Cakil akhirnya terpilih menjadi seorang bupati. Isterinya sangat bersyukur. Dari rumah petak kontrakkan mereka pindah ke rumah dinas yang luas dan mewah. Dalam waktu singkat mereka bahkan mampu membeli sebuah rumah mewah di kompleks perumahan bergengsi lengkap dengan kendaraan roda empat jenis terbaru. Bukan itu saja, Cakil pun mulai mengambil kursus privat bermain golf.
Banyak teman-teman Cakil yang tidak aktif berpartai memujinya, namun tak sedikit yang mencurigainya. “Darimana uang untuk membeli semua itu? Bukankah gaji sebagai bupati sedikit dan tidak akan bisa membeli semua kemewahan itu?”
Cakil hanya tersenyum dingin. Mereka tidak tahu jika seorang pejabat di zaman itu sama sekali tidak mengandalkan gajinya. Seorang pejabat, apalagi kepala daerah walau itu hanya setingkat kabupaten, memiliki anggaran belanja yang jumlahnya sangat banyak. Itu bisa dipakai sesuka hatinya, dengan memalsukan sejumlah dokumen pembelian dan juga pembukuan. Soal auditor? Tenang saja. Asal uang itu dibagi-bagi ke sejumlah orang yang bersangkutan, maka amanlah segalanya.
Dan untuk ‘melunasi’ hutang-hutang biaya kampanyenya, maka Cakil memberikan jabatan-jabatan ‘basah’ kepada sejumlah rekan-rekannya agar mereka bisa juga ‘menikmati demokrasi’. Demi keluarga dan partai, demikian semboyan mereka.
Cakil sudah sangat lihai dalam hal ini. Namun Cakil hanyalah manusia biasa yang juga memiliki hati nurani. Jauh di dalam hatinya dia gelisah dengan apa yang selama ini dia lakukan. Ada perasaan bersalah. Dan untuk menentramkan perasaannya ini, hampir setiap tahun Cakil memboyong keluarganya untuk umroh ke Tanah Suci. Di depan Ka’bah, Cakil menangis tersedu-sedu memohon ampunan hingga ratusan bahkan ribuan kali. Selain rajin sholat wajib, dia juga mengerjakan sholat-sholat sunnah yang banyak di Tanah Suci ini.
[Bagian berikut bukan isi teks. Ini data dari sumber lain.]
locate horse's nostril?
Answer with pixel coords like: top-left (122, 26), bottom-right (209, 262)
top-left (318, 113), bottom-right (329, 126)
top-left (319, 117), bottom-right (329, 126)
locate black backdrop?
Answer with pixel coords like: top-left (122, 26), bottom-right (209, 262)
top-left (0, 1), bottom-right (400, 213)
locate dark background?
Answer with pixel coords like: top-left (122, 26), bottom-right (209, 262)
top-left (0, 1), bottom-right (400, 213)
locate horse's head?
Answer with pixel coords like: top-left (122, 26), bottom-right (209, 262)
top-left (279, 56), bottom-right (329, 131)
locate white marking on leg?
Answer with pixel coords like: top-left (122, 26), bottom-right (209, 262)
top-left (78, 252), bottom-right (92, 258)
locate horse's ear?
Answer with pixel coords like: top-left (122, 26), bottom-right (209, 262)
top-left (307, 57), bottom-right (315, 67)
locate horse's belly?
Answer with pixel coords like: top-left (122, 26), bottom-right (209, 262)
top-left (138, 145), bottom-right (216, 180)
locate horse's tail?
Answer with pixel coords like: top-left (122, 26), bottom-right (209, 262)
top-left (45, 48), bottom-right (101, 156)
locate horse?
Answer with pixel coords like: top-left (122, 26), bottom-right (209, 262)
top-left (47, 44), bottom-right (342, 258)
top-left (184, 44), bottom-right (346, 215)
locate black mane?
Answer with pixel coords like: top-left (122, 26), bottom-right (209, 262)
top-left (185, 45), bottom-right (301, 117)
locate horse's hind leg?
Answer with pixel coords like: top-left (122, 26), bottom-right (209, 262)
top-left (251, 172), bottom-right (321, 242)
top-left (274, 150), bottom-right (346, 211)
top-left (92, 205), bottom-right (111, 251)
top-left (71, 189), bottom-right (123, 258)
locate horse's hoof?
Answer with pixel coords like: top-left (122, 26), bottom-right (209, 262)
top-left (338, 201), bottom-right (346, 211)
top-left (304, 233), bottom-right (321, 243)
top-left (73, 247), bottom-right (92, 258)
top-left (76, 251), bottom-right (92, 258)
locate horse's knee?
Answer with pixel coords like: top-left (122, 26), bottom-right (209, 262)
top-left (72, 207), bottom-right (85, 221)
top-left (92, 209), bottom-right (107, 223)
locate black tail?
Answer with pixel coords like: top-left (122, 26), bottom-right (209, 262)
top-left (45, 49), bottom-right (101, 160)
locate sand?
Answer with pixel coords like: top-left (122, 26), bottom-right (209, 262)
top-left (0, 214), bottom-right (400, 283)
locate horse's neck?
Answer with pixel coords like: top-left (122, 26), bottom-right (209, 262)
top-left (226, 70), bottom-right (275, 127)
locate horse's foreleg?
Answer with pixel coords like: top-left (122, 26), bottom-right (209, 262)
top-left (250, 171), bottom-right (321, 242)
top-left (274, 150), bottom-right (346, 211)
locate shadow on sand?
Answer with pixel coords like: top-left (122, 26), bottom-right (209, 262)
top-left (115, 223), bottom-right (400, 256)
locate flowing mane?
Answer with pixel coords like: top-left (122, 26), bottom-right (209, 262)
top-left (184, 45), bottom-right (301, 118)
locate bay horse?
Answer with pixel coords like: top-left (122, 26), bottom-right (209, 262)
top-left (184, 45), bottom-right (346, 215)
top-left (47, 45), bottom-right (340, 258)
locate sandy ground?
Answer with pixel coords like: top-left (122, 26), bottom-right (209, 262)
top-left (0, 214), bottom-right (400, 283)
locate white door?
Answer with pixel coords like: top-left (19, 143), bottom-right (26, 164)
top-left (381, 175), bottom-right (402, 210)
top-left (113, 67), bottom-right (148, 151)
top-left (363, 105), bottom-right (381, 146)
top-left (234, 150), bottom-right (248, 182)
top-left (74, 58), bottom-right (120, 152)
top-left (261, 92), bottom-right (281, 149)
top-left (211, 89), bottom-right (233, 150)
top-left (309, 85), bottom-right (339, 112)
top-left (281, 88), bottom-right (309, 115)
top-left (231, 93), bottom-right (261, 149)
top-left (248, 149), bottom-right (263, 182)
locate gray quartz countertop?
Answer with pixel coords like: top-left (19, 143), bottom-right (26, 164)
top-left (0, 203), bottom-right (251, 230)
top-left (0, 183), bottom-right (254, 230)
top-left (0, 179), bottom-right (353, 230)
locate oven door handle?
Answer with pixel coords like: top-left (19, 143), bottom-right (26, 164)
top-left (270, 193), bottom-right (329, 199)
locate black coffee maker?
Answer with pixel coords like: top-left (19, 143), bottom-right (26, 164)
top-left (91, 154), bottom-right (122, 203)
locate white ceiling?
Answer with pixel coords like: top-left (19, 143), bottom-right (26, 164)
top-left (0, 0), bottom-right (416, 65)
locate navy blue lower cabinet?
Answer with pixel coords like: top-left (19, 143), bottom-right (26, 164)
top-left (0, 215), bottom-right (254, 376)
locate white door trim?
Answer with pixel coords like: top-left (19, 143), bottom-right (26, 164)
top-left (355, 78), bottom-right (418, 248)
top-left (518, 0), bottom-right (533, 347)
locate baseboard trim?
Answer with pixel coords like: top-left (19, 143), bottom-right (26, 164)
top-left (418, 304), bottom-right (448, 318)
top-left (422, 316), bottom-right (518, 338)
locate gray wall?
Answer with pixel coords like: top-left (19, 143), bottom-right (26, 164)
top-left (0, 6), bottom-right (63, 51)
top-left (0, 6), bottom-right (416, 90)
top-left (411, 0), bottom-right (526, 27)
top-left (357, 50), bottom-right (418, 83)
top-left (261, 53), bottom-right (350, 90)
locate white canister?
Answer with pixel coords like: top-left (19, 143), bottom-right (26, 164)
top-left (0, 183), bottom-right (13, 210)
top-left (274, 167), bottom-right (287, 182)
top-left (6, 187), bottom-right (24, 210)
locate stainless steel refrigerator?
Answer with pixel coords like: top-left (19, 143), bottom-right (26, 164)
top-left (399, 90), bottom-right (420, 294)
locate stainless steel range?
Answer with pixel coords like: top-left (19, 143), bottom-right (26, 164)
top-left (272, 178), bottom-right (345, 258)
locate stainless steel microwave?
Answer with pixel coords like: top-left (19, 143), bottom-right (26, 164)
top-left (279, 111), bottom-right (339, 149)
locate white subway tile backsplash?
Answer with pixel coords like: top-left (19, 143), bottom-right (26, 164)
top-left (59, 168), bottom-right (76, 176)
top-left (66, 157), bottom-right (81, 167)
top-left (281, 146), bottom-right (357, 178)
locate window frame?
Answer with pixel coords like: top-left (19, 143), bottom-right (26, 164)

Hatinya tenang dan tentram.
Sepulang dari umroh, Cakil kembali kepada kesehariannya. Dia kembali kasak-kusuk dengan segala kekotoran dan nikmat duniawi yang sesungguhnya bukan haknya. Ketika hatinya sudah tak tahan lagi, dia kembali umroh ke Tanah Suci dan menggelar aneka pengajian di rumah mewahnya. Itu terjadi berulang-ulang.
Kisah tentang Cakil adalah kisah tentang para pejabat negeri ini. Bukan semuanya, namun kebanyakan ya seperti itu. Demokrasi di Indonesia adalah ilusi. Yang berlaku di negeri ini bukanlah demokrasi, melainkan Oligarki, dimana kelompok-kelompok orang kaya bisa dengan semaunya mengatur dan memerintah negeri dengan kekayaannya.
Dalam tulisan selanjutnya akan dipaparkan kondisi negeri ini sekarang dalam perangkap demokrasi, serta hari-hari ini dimana terjadi pengulangan sejarah tahun 1997-1998. (Rizki Ridyasmara/bersambung)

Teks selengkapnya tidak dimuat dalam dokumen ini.